Nanotube concrete: increased strength and durability
The use of carbon fibers to improve concrete pavement’s flexural strength and resistance to cracking is not a new concept, but the use of carbon nanotubes in concrete pavements is pushing the cutting edge of the approach. After his company developed its proprietary method of producing carbon nanotubes (CNTs), the next step was to identify where the technology adds the most value, said Robert Cavaliero, MCE, Vice President of EdenCrete® Admixtures at Eden Innovations.
“Conventional fibers provide crack-resistance, but CNTs are much stronger and more durable than conventional fibers, even stronger than carbon nanofibers,” said Cavaliero.
One of the early tests of CNTs in a pavement maintenance project was conducted by the Georgia Department of Transportation. Two 35-foot-long test sections were placed on I-20 near the border between South Carolina and Georgia. The “control” was poured with the standard 24-hour accelerated concrete mix formula used by the Georgia Department of Transportation.
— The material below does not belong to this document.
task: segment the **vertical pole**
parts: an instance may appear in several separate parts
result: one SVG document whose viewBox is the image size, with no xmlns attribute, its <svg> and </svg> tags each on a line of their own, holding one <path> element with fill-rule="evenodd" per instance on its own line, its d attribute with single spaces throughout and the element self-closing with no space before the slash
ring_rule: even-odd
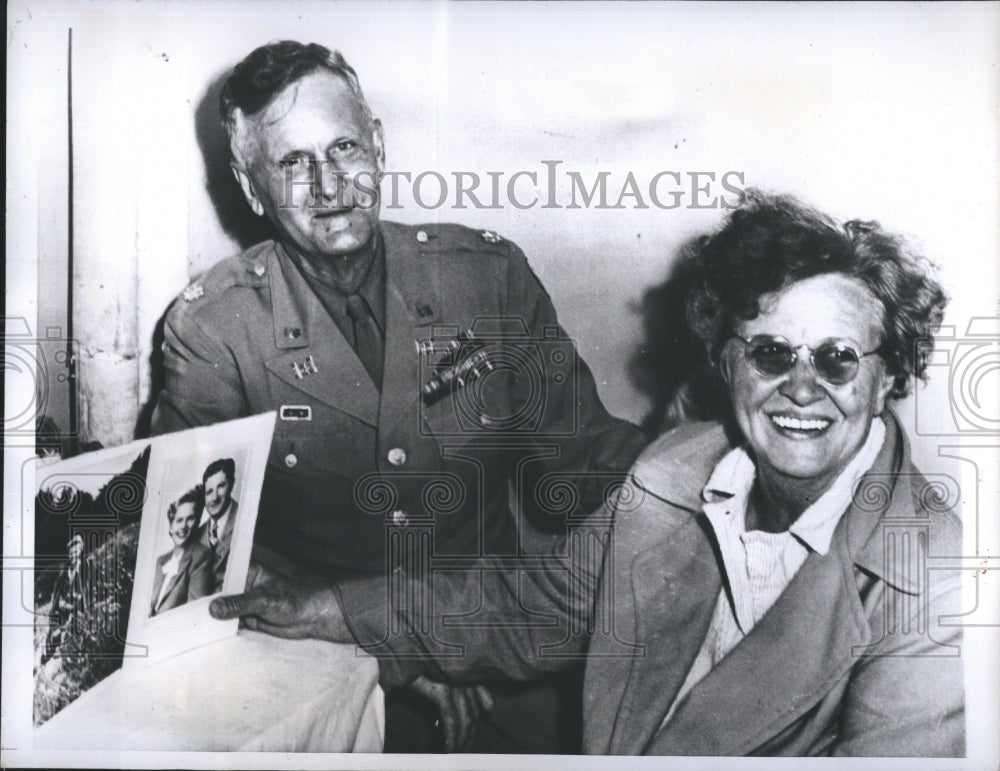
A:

“The CNT admixture significantly increased abrasion resistance and compressive strength of the concrete,” said Cavaliero. “Following the test, GDOT specified the product to be used for full-depth slab replacements using 24-hour accelerated concrete.”
The minuscule size of the carbon nanotubes—up to 50,000 times smaller than a hair—means they are respirable in a dry form. To overcome this challenge, the admixture was designed as a liquid suspension of CNTs able to be transported and added to concrete safely and easily, just like any standard concrete admixture.
“This alleviates the risk to workers,” said Cavaliero.
Adding nanotubes to a concrete mix causes lower permeability, resulting in pavements that are easier to place and finish and achieve higher ultimate tensile and compressive strengths in some cases. Pavements with nanotubes also have improved durability with greater resistance to wear and shrinkage-related cracking and curling, resistance to scaling from deicer chemicals, and a lower tendency of steel corrosion.
The future of concrete with CNTs is bright, with projects in Colorado, Georgia, Kansas, North and South Carolina, Texas, and Utah, at port authority terminals, and at several airports showing excellent results, said Cavaliero.
“The use of this admixture fits well with sustainability and resiliency goals as we all work to reduce cement content without sacrificing durability and long service life for concrete pavements,” he said.